Peptides vs HRT? Choose your fighter 🥊
One year officially in Menopause-- Here's what I've learned & what's working best
Heads up before you read: this is my personal experience and research, not medical advice. I’m not a doctor. Always consult your healthcare provider before applying anything you read here to your own body.
I just got off a call with my HRT provider, and what she told me was actually pretty exciting 😎
We reviewed the labs I had drawn back on April 15th — this round through Function Health (whole post on that one coming soon). That draw landed almost exactly a year out from my total hysterectomy last February. If you’re new here, I’ve written about the who, what, when, where, and why of that decision — go back and catch up if you want the full story.
This past year has been anything but steady, on so many levels. But one thing is for sure: it has been a major blessing and a relief to not be fumbling with horrendous cycles, bleeding all the time, and pain. You know the drill.
I’ll say it again — I am forever grateful to my OB/GYN for presenting the best solution for me, which was the total hysterectomy.
Going into that procedure, I had real reservations about how my body would respond afterward — whether I’d just be trading one circus for another when it came to balancing hormones. And I’ll still tell you it was the best decision I’ve ever made, even while riding some major waves of stress and life change: a divorce that followed almost immediately, a relocation, and the list goes on.
So meeting with my provider today was refreshing. It confirmed that, hormone-wise, I actually know what I’m doing. Here’s a little backstory on what’s happened over the past 12 months.
My 12-month hormone timeline
I started HRT immediately post-surgery and found my favorite pretty quickly: a topical estradiol spray. After about six months, I met with my telehealth HRT provider to reassess (my OB/GYN had retired by then, and I’d moved out of state).
Physically I felt pretty well, but my levels had settled at the very low end of the post-menopausal range. My provider suggested it might not hurt to increase my dosing to see if I felt even better.
So I switched everything up — moving to injectable progesterone and estradiol on their standard starting protocol.
I stayed on the injectables through Q4 and into early January. Then, seemingly overnight, I felt that familiar shift: my estrogen was climbing too high. Bloated, puffy, just generally not great. I’d also added the teeniest dose of testosterone a couple times a week — micro, micro dose — and suddenly my side effects were through the roof.
Turns out I’m SenSiTivE
Here’s where my DNA comes in. I already know — thanks to understanding my genetic patterns — that I’m a high-risk candidate when it comes to testosterone. My conversion pathways lean heavily toward DHT and the androgenic side (read: side effects), plus faster estrogen conversion. Turns out I’m quite the sensitive Sally when it comes to HRT in general.
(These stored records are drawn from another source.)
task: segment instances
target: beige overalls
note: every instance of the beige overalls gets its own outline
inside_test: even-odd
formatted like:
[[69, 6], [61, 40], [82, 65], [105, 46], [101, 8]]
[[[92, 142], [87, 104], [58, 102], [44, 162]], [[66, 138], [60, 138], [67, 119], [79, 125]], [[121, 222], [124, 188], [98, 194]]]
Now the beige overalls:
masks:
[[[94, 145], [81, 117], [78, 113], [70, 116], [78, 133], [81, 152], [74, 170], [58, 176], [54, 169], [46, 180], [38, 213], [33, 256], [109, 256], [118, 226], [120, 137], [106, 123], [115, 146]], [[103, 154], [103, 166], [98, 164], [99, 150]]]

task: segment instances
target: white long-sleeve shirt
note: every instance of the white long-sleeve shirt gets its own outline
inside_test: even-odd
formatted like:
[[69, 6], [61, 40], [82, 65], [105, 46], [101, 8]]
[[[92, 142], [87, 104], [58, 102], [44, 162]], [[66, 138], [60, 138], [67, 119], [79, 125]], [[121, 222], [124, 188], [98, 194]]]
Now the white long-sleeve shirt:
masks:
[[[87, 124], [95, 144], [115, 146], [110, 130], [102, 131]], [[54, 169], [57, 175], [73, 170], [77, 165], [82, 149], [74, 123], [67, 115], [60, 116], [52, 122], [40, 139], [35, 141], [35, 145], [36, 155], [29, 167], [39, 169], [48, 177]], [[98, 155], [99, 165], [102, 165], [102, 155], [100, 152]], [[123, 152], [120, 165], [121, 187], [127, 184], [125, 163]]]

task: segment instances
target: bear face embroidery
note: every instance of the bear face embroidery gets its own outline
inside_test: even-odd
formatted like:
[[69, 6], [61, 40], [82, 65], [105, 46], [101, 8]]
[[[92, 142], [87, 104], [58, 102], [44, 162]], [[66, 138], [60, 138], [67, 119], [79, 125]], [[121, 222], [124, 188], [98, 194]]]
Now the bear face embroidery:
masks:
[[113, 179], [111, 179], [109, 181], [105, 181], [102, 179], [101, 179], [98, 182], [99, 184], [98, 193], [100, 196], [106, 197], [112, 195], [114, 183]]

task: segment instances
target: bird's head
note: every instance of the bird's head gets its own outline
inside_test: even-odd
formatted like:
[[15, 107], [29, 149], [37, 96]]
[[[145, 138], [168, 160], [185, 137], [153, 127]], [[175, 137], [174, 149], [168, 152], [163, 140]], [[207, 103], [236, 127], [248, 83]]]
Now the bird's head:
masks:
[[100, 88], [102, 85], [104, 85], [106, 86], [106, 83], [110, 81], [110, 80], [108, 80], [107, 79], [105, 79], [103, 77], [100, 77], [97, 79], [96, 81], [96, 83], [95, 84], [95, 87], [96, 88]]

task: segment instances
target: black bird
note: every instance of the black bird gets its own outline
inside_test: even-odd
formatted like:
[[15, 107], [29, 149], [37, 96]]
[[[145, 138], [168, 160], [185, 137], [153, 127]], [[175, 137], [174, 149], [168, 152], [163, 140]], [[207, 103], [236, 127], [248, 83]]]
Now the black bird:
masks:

As soon as I felt that system overload, I backed off and went right back to my topical. Within a couple of weeks I felt great again, as my levels settled back to the lower end of “normal.”
And then — of course, as it goes — something else threw me off-kilter this spring. I went hard with three consecutive weekly sessions of EBOO, an intense detox treatment that did my body a lot of good… but also seems to have bottomed out my hormones after the third pass. Suddenly I was waking up with hot flashes and night sweats, plus some pretty pronounced anxiety during the day.
Luckily, I knew exactly what to do. I started back on my injectables for fast relief to get my levels back up. This was right after my spring labs, so I had a clear picture of where things stood — and yep, the labs confirmed they’d tanked.